A Restauração da Independência comemora-se anualmente no dia 1 de Dezembro. Enquanto a maioria passa ao lado do significado deste feriado, há alguns que clamam a grandeza da memória desta data. Mas será que faz sentido esta celebração? A resposta é surpreendente, pelo menos no que se refere à natureza da expressão. Eu explico: a submissão a Espanha durante os tais setenta anos nunca existiu, pois se é verdade que partilhamos o mesmo rei espanhol, também é certo que continuámos a manter moeda própria, governo, leis, tribunais e exército, com uma identidade nacional que nunca se submeteu de maneira formal. Evidentemente, o risco de perda de independência foi real neste período da monarquia dualista e por isso mesmo é que  o Duque de Bragança e o povo português, fruto de uma coragem intrínseca, devolveram a coroa portuguesa ao legítimo herdeiro.
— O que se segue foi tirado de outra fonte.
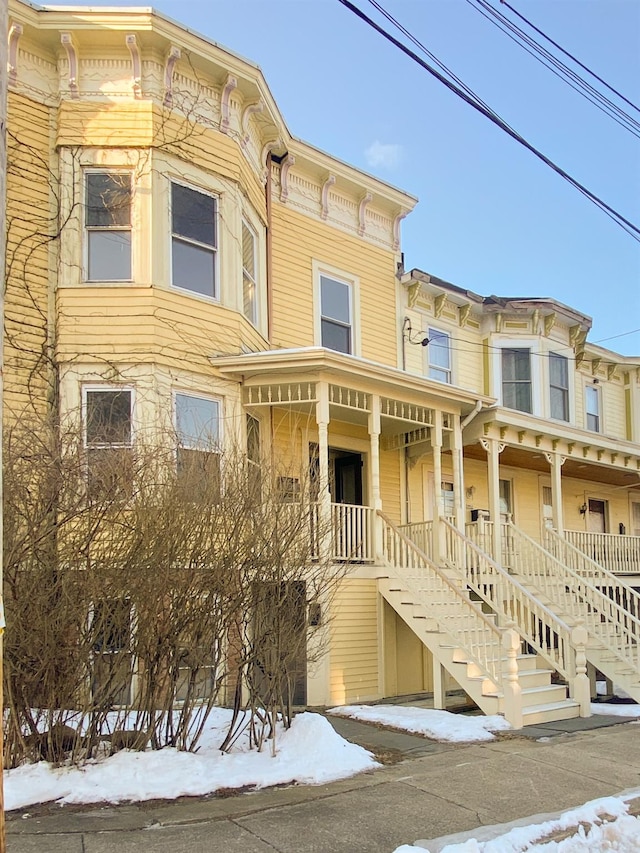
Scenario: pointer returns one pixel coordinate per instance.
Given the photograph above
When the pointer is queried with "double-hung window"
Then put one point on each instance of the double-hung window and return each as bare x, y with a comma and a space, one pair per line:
559, 386
249, 274
198, 452
336, 312
516, 379
193, 240
592, 407
108, 438
108, 226
439, 355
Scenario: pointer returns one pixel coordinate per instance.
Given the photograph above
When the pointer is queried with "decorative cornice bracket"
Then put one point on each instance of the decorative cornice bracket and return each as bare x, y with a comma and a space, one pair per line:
15, 31
173, 56
66, 40
136, 64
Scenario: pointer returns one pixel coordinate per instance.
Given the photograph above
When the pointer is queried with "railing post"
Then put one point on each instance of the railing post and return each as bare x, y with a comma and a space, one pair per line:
580, 688
511, 684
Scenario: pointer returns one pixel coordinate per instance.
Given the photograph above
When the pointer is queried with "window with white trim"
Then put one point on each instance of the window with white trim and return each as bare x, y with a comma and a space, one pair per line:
336, 314
194, 240
558, 386
108, 439
592, 407
249, 274
108, 226
198, 451
516, 379
439, 355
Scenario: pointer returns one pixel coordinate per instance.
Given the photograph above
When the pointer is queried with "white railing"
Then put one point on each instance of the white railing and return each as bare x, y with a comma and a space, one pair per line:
576, 597
592, 570
421, 534
542, 629
352, 533
445, 601
617, 553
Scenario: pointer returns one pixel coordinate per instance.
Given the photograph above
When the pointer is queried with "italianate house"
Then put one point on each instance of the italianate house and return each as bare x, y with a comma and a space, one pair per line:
477, 458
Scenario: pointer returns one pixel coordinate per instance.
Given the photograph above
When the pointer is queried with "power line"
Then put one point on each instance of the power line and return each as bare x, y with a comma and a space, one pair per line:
556, 66
613, 214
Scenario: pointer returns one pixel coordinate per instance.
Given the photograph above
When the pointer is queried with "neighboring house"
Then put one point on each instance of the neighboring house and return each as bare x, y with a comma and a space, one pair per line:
208, 261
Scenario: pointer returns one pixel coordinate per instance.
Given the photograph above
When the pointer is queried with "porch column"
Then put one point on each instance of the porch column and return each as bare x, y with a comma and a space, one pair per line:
458, 474
493, 449
376, 497
436, 445
324, 494
556, 461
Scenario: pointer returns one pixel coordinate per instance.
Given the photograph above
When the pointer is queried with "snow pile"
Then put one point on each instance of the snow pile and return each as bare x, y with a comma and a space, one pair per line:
310, 752
603, 826
439, 725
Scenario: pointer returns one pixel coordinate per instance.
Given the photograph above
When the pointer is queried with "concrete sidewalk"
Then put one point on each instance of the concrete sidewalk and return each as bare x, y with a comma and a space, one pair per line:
444, 788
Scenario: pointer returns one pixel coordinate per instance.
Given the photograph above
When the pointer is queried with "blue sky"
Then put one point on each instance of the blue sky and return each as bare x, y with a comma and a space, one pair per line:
491, 218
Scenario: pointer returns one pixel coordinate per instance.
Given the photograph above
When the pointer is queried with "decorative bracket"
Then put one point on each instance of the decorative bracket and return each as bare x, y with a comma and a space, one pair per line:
72, 58
366, 199
173, 56
249, 110
15, 31
325, 195
287, 163
229, 86
136, 64
396, 229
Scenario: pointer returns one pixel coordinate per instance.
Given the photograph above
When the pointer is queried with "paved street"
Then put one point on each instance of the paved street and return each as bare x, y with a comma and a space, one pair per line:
436, 789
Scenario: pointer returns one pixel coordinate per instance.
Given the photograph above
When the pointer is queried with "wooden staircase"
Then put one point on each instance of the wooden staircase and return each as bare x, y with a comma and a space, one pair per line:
485, 659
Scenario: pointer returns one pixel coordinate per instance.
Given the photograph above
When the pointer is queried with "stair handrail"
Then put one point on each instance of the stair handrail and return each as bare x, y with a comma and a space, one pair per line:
492, 666
573, 557
539, 626
571, 591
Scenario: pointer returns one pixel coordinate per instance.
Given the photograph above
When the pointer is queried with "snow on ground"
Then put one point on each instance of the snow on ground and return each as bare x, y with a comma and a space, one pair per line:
440, 725
614, 832
310, 753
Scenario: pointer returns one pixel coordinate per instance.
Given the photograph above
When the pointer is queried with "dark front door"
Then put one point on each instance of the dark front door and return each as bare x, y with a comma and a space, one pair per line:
348, 479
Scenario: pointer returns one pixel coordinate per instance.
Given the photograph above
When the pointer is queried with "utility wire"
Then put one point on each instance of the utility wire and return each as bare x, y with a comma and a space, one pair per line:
556, 66
570, 56
613, 214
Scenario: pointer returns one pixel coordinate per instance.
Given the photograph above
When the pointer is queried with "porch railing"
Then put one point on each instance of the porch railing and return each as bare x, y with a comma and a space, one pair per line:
619, 554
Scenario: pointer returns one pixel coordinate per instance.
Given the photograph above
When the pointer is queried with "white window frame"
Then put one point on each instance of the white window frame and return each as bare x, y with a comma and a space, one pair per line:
353, 282
246, 276
551, 354
590, 386
121, 229
434, 333
215, 249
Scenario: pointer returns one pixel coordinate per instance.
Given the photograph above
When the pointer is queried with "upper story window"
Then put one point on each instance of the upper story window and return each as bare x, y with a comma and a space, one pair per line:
336, 311
108, 438
516, 379
559, 386
439, 355
592, 407
108, 226
198, 452
249, 274
193, 240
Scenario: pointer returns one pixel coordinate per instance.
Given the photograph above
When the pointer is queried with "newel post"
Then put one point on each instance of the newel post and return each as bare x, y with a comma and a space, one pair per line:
511, 684
581, 687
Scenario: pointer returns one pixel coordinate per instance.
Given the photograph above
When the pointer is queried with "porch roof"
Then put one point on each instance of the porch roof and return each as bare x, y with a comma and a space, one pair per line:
315, 364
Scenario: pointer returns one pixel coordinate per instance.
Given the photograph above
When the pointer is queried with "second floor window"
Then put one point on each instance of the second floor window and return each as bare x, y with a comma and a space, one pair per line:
108, 438
193, 240
516, 379
559, 386
108, 226
439, 355
592, 407
336, 315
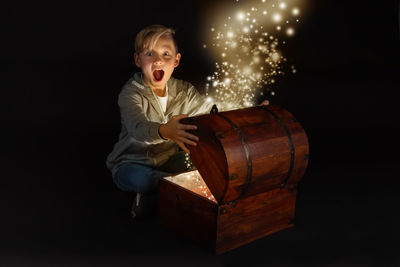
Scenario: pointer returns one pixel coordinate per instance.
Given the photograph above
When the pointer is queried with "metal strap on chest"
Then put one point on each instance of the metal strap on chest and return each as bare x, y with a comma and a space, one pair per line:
246, 147
285, 129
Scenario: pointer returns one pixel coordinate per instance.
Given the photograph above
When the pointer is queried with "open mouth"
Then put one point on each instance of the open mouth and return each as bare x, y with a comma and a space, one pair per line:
158, 75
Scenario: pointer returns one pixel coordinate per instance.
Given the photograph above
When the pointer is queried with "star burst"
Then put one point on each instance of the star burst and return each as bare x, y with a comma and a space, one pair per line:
248, 52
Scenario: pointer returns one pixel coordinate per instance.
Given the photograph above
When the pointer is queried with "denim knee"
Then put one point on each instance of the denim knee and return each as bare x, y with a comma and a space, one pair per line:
136, 178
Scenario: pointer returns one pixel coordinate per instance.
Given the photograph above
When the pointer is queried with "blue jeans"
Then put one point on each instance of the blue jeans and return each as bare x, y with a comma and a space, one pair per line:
145, 179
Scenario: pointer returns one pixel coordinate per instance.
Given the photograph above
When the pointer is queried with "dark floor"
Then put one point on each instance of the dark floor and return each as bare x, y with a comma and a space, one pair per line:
59, 207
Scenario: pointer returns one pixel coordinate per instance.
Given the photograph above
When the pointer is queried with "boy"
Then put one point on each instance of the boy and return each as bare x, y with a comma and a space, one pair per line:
151, 105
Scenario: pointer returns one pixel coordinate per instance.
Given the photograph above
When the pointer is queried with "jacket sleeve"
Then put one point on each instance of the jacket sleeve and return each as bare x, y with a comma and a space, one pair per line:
197, 104
136, 122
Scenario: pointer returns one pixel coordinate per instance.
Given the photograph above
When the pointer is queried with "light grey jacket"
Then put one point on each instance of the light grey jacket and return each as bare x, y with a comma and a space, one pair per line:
142, 115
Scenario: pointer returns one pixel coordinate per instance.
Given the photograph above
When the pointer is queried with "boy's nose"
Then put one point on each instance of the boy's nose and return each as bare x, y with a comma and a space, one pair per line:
157, 60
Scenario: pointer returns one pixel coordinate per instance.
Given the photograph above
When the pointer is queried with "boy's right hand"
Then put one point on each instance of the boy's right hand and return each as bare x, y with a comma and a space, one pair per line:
176, 131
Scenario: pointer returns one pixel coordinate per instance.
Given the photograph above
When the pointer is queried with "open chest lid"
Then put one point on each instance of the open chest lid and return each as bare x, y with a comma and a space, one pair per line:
252, 146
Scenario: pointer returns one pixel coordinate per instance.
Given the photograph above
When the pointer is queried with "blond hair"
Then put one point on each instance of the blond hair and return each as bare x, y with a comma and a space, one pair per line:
148, 37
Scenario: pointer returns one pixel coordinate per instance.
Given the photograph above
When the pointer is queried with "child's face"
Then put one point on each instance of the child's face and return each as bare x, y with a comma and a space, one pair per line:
158, 64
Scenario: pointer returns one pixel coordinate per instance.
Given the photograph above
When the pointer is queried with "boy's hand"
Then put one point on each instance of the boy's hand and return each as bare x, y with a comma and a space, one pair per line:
176, 131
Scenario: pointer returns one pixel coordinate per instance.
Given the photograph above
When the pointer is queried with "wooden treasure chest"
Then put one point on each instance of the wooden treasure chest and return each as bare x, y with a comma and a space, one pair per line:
248, 163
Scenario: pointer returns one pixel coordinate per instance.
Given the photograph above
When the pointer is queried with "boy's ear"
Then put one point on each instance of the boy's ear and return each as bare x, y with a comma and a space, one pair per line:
137, 60
177, 60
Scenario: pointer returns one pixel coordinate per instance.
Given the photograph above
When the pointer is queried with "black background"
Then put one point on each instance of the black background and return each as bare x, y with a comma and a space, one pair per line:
63, 64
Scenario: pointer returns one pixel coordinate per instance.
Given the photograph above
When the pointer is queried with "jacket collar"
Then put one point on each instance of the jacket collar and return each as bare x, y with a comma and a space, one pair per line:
173, 94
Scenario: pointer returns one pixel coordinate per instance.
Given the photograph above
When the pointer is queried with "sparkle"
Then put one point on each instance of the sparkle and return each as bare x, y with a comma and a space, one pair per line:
276, 17
240, 16
251, 57
290, 31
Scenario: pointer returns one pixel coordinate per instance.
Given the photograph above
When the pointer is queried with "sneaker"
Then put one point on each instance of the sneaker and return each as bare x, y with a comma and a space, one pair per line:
144, 205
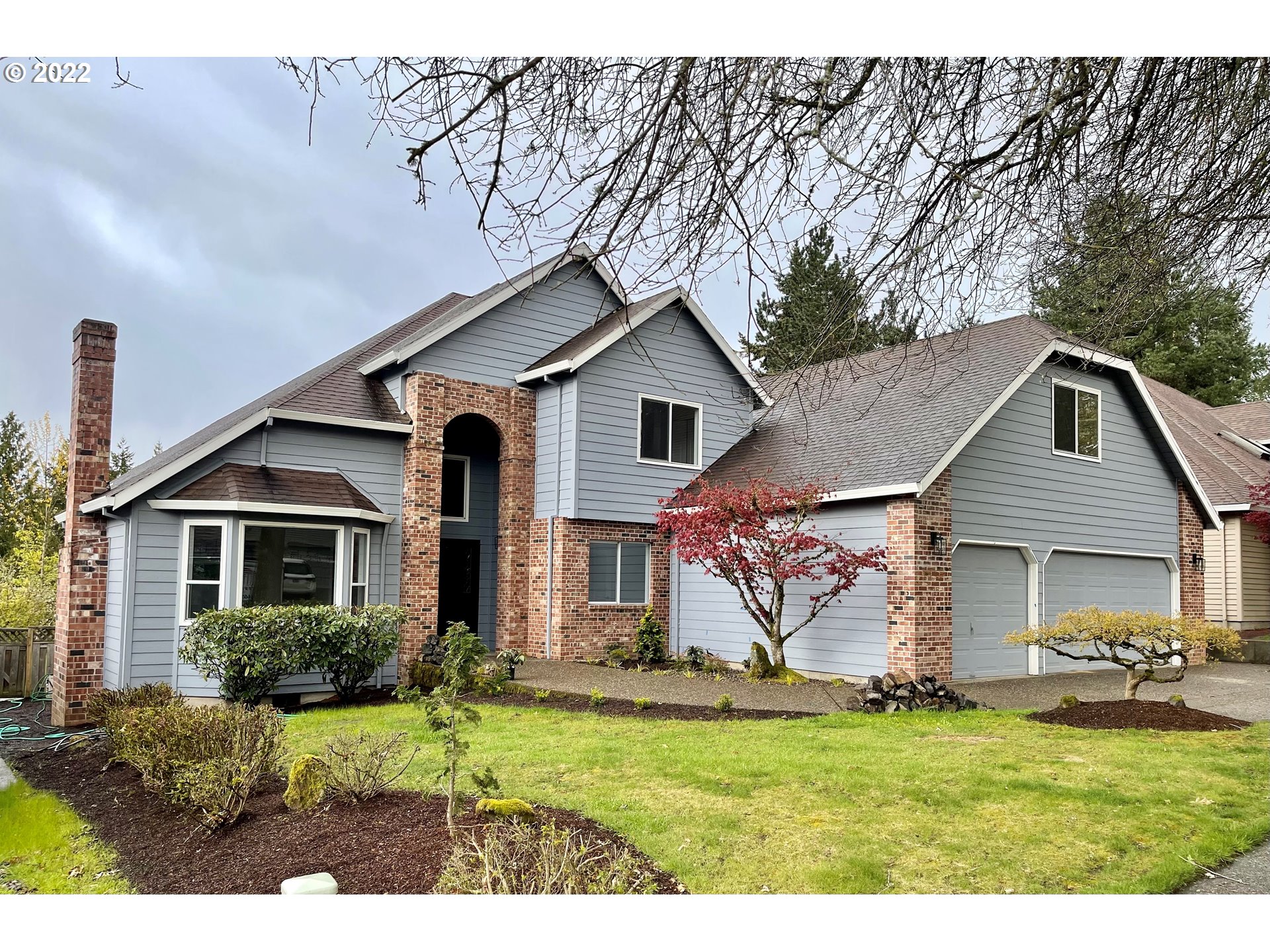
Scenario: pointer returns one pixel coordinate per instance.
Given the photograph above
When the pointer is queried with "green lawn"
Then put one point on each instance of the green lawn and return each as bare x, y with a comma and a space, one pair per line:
922, 803
46, 848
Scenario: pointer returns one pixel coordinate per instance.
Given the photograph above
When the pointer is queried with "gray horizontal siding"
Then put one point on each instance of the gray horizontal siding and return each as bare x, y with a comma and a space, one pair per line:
671, 357
515, 334
1009, 487
847, 637
556, 444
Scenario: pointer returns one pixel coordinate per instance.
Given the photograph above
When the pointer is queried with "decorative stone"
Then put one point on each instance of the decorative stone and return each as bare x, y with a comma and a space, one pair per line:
312, 885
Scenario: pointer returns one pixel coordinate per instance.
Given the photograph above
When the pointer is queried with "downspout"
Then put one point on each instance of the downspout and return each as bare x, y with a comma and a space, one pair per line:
556, 512
126, 603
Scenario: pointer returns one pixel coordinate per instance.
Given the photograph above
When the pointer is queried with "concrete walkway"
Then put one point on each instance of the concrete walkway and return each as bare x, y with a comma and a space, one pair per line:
1223, 687
673, 688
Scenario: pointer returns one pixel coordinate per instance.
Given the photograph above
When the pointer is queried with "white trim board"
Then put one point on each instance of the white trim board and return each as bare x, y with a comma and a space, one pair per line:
216, 506
443, 328
204, 450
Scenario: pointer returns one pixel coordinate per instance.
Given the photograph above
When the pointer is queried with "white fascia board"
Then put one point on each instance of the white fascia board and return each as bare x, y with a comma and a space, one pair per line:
211, 446
202, 506
896, 489
1091, 356
441, 328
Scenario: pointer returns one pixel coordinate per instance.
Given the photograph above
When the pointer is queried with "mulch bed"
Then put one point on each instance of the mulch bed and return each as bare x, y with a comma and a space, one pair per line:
1147, 715
397, 843
620, 707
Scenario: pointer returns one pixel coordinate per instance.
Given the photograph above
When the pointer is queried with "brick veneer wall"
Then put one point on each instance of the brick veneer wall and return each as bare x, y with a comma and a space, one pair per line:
1191, 539
79, 643
579, 629
920, 582
432, 401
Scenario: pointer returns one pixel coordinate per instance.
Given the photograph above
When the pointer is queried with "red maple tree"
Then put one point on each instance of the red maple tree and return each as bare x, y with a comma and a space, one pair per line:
1260, 518
759, 539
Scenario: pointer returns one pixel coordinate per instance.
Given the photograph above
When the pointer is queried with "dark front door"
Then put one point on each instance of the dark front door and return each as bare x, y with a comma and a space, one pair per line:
459, 584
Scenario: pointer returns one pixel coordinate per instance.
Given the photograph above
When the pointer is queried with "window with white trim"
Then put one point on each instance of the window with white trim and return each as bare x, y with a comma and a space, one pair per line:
359, 587
1078, 423
455, 479
619, 573
202, 568
669, 432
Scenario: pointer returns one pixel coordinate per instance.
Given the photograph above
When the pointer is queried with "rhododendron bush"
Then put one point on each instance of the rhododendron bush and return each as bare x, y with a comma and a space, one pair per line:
759, 539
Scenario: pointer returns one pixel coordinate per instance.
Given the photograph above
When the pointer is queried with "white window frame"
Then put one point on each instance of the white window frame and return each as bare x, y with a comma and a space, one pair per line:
618, 569
468, 488
366, 568
1053, 385
639, 420
341, 590
186, 526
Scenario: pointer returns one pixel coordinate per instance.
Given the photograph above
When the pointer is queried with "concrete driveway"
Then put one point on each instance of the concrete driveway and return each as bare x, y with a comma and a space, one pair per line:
1223, 687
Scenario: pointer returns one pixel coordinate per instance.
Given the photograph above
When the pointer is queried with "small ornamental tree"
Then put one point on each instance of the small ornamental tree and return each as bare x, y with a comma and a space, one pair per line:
1260, 516
759, 539
1142, 643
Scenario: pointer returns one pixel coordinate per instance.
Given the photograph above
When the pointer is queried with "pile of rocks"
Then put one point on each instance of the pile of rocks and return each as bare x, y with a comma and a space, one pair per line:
900, 691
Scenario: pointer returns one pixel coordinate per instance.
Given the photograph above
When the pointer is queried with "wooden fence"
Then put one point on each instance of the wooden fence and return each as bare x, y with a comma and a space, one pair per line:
26, 660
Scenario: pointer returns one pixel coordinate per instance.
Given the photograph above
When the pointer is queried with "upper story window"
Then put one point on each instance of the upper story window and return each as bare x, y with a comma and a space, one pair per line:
669, 432
1078, 428
455, 477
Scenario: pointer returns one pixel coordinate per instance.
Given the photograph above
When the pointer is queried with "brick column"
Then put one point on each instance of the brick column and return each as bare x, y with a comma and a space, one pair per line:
1191, 539
80, 634
431, 403
920, 582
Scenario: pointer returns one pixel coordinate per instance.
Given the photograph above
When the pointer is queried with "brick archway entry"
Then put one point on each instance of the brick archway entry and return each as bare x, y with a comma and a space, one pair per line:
432, 401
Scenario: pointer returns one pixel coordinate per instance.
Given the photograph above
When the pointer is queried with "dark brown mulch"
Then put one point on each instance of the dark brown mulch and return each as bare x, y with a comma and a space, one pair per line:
1147, 715
397, 843
620, 707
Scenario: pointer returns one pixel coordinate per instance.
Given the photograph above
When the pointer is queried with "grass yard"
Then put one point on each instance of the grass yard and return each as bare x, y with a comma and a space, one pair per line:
46, 848
921, 803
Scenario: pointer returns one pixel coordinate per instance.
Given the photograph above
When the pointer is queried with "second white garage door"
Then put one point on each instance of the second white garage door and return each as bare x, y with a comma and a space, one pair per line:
1115, 583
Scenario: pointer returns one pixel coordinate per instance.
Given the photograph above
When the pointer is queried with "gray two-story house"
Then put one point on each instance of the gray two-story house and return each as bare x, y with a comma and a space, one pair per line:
499, 459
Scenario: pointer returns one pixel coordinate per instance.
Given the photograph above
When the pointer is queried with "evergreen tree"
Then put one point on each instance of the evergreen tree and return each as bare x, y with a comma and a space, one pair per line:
821, 313
16, 477
121, 459
1118, 288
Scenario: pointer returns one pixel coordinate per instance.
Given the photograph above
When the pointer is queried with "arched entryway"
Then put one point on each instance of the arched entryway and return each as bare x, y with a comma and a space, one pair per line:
468, 571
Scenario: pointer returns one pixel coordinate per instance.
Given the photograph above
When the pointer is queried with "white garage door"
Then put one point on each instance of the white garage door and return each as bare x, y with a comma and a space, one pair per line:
990, 601
1115, 583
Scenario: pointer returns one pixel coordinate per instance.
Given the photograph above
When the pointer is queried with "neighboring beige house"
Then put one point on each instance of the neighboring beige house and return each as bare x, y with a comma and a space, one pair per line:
1228, 447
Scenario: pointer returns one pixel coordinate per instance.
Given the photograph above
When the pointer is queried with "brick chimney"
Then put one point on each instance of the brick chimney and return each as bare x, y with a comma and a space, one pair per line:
80, 640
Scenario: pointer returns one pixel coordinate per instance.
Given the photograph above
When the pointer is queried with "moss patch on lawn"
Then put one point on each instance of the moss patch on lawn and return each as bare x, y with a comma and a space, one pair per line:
46, 848
857, 803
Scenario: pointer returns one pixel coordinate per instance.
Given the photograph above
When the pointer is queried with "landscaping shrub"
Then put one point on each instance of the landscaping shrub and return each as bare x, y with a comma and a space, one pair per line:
362, 766
524, 858
205, 758
650, 639
306, 783
249, 651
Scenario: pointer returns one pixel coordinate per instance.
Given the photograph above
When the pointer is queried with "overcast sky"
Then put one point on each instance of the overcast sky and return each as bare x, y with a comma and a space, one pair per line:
232, 254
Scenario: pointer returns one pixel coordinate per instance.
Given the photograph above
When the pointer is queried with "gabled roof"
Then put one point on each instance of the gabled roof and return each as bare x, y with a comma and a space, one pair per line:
616, 325
476, 306
888, 422
1223, 466
332, 393
1251, 420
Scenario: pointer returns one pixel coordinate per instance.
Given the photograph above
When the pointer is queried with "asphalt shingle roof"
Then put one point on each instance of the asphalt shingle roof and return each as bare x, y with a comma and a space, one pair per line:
235, 483
887, 416
335, 387
1223, 469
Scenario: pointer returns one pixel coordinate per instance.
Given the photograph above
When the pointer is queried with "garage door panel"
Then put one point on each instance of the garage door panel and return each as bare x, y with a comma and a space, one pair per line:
1114, 583
990, 600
Nos dias que correm, há uma crescente perda da nossa identidade e valores, em detrimento de modas globalizantes e ideologias autocráticas. Perante este cenário, cada vez mais evidente, será justo fazer um paralelismo com o período de governação filipina e perguntarmo-nos se a nossa independência não se esvai cada vez mais. Não temos moeda própria, estamos economicamente e politicamente dependentes de outros, o nosso exército é continuamente desrespeitado e até as leis se submetem a interesses externos. Havendo ainda mais razões para clamarmos por independência, porque baixamos os braços? Receber uma esmola europeia compra o nosso silêncio e a nossa resistência?